A FDA orienta que, embora não tenham ocorrido estudos específicos com mulheres grávidas e lactantes, não há contraindicação para o recebimento da vacina. "As mulheres grávidas ou em período de amamentação devem discutir os potenciais benefícios e riscos da vacinação com o seu prestador de serviços de saúde", diz o órgão americano.
O órgão dos EUA destaca que "não há evidências científicas de que a vacina da Pfizer pode causar infertilidade em mulheres".
Já o governo britânico acrescenta que estudos com animais não indicaram efeitos nocivos diretos ou indiretos à gravidez, ao desenvolvimento embrionário ou no período pós-natal. A recomendação é que o imunizante deve ser administrado em mulheres grávidas quando o risco de exposição à infecção pela covid-19 é elevado e não pode ser evitado, ou quando a mulher tem alguma condição que aumenta o risco de desenvolver quadros graves da doença.

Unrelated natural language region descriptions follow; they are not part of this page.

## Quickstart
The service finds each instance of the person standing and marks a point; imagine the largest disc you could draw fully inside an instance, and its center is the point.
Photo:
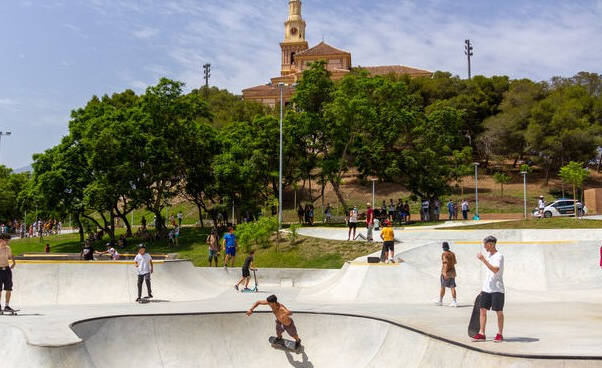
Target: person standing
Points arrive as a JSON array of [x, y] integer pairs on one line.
[[144, 265], [283, 320], [388, 238], [541, 205], [6, 274], [492, 292], [229, 245], [465, 209], [448, 274], [352, 223], [247, 266], [369, 222], [213, 244]]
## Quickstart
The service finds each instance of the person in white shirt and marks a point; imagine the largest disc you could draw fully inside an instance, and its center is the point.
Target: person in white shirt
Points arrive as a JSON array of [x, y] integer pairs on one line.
[[144, 264], [492, 291]]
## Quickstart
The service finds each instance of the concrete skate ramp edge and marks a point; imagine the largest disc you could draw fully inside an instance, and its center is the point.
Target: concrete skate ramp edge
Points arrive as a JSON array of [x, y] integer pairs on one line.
[[234, 340]]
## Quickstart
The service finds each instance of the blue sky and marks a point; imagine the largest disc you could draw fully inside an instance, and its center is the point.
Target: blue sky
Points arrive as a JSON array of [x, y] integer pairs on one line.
[[56, 54]]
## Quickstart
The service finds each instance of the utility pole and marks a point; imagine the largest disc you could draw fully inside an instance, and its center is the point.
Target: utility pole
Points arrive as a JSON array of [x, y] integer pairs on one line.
[[4, 133], [207, 75], [468, 52]]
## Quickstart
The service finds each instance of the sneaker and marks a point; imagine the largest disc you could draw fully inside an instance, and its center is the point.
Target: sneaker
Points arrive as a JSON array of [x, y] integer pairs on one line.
[[478, 337]]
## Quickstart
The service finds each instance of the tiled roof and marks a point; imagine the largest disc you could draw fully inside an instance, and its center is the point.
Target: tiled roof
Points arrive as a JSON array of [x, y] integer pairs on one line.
[[322, 49], [396, 69]]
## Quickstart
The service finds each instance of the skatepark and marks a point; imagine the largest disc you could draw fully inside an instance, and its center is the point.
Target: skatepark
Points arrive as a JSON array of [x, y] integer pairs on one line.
[[76, 314]]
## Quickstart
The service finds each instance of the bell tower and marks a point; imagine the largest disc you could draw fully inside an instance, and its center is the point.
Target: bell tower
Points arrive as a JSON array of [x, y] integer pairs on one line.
[[294, 37]]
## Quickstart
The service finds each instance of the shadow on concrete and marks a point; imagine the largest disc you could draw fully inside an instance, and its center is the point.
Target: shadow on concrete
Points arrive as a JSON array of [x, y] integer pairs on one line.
[[520, 339]]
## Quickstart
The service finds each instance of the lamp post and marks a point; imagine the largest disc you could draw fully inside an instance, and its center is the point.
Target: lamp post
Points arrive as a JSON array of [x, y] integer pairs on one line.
[[524, 173], [4, 133], [476, 190]]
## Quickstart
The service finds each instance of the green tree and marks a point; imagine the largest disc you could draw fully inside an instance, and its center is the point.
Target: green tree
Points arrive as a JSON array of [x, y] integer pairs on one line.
[[501, 178], [574, 174]]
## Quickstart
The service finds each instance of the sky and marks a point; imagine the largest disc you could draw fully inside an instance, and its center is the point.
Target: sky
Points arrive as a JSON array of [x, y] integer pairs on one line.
[[56, 54]]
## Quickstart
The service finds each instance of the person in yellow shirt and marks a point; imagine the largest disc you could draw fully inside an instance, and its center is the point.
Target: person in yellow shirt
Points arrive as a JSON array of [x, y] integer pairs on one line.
[[388, 238]]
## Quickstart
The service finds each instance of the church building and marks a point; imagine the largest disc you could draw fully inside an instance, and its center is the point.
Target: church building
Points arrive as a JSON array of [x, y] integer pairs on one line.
[[297, 56]]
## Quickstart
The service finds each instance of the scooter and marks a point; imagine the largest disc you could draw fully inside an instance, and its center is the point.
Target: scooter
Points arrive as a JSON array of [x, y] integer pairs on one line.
[[255, 289]]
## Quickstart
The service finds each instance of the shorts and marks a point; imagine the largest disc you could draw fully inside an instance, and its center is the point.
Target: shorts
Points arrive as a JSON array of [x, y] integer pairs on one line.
[[6, 279], [449, 283], [290, 329], [245, 272], [389, 246], [492, 301]]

"Nessas circunstâncias, os médicos devem discutir os riscos e benefícios da vacinação com a mulher, que deve ser informada sobre a ausência de dados de segurança para a vacina em gravidez", diz documento do governo britânico.
Vacina de RNA não tem mecanismo para alterar o código genético
A professora Cristina Bonorino ressalta que também não há evidências de que vacinas de RNA mensageiro possam provocar alterações no DNA de pacientes. A tecnologia do imunizante usa microfragmentos de material genético sintetizados em laboratório para levar até as células as instruções para produzir proteínas específicas do vírus. Com isso, as células desenvolvem a capacidade de reconhecer e anular o novo coronavírus em caso de infecção.

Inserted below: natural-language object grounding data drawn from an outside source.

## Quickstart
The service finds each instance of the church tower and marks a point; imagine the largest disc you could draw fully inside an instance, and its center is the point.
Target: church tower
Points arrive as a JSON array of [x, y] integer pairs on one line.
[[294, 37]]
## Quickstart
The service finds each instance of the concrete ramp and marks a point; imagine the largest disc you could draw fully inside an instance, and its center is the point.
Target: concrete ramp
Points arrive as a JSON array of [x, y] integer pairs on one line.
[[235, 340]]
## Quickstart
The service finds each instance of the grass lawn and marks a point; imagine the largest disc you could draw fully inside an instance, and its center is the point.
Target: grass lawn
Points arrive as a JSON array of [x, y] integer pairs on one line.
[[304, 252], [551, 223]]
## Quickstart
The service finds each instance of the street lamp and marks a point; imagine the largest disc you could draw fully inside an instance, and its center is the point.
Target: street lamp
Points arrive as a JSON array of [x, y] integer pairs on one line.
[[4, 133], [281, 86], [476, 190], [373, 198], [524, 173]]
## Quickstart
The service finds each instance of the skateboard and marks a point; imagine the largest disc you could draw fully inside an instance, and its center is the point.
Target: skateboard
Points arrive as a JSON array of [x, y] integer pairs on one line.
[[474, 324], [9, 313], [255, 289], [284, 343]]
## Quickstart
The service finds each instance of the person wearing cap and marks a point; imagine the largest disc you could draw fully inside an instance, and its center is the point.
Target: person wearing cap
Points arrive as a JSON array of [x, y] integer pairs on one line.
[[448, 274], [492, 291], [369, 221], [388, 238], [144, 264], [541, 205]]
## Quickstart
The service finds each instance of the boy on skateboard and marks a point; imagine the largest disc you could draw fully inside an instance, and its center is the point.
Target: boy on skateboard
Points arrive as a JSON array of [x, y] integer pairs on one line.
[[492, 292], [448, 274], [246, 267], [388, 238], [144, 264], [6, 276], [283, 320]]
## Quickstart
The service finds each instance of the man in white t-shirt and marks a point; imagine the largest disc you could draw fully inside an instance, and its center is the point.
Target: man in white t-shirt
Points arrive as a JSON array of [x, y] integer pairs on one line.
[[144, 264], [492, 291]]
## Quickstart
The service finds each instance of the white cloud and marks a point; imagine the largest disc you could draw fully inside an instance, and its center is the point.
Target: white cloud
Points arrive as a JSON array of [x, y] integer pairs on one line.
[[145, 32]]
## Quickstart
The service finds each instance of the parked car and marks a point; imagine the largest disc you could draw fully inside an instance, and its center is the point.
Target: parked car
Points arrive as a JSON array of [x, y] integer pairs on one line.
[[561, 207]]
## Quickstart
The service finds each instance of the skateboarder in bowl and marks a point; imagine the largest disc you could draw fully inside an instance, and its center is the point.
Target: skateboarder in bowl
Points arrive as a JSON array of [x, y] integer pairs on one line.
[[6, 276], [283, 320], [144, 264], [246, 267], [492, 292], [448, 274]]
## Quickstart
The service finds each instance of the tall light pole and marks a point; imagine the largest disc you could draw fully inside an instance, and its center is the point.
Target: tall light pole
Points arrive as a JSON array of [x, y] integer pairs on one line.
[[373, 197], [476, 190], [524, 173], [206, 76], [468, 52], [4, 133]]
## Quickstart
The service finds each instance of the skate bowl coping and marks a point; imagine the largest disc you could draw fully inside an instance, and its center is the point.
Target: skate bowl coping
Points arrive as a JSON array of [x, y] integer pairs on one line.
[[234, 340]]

De acordo com a imunologista, o material aplicado nas vacinas de mRNA não tem os mecanismos necessários para interferir no DNA de quem recebe o imunizante. "É diferente de um vírus de RNA, que tem um maquinário todo adaptado para se copiar e se inserir no material genético da célula. Para isso, é necessária uma série de enzimas e proteínas", explica.
A pesquisadora lembra que apesar do uso dessa tecnologia de imunização representar uma novidade, as vacinas de RNA mensageiro já são estudadas há décadas. Segundo ela, esse tipo de imunizante não foi utilizado anteriormente devido aos desafios de minimizar a instabilidade das moléculas de RNA.
O Centro de Controle de Doenças Infecciosas dos EUA (CDC) corrobora com os apontamentos da pesquisadora. "Foram realizados ensaios clínicos em fase inicial com vacinas [de mRNA] contra a gripe, Zika, raiva e citomegalovírus (CMV). Entre os desafios encontrados nestes ensaios iniciais, estavam a instabilidade do RNA livre no organismo, resultados inflamatórios involuntários, e respostas imunes modestas. Os recentes avanços tecnológicos na biologia e química mitigaram estes desafios e melhoraram a estabilidade, segurança e eficácia [das vacinas]", afirma o órgão em página oficial.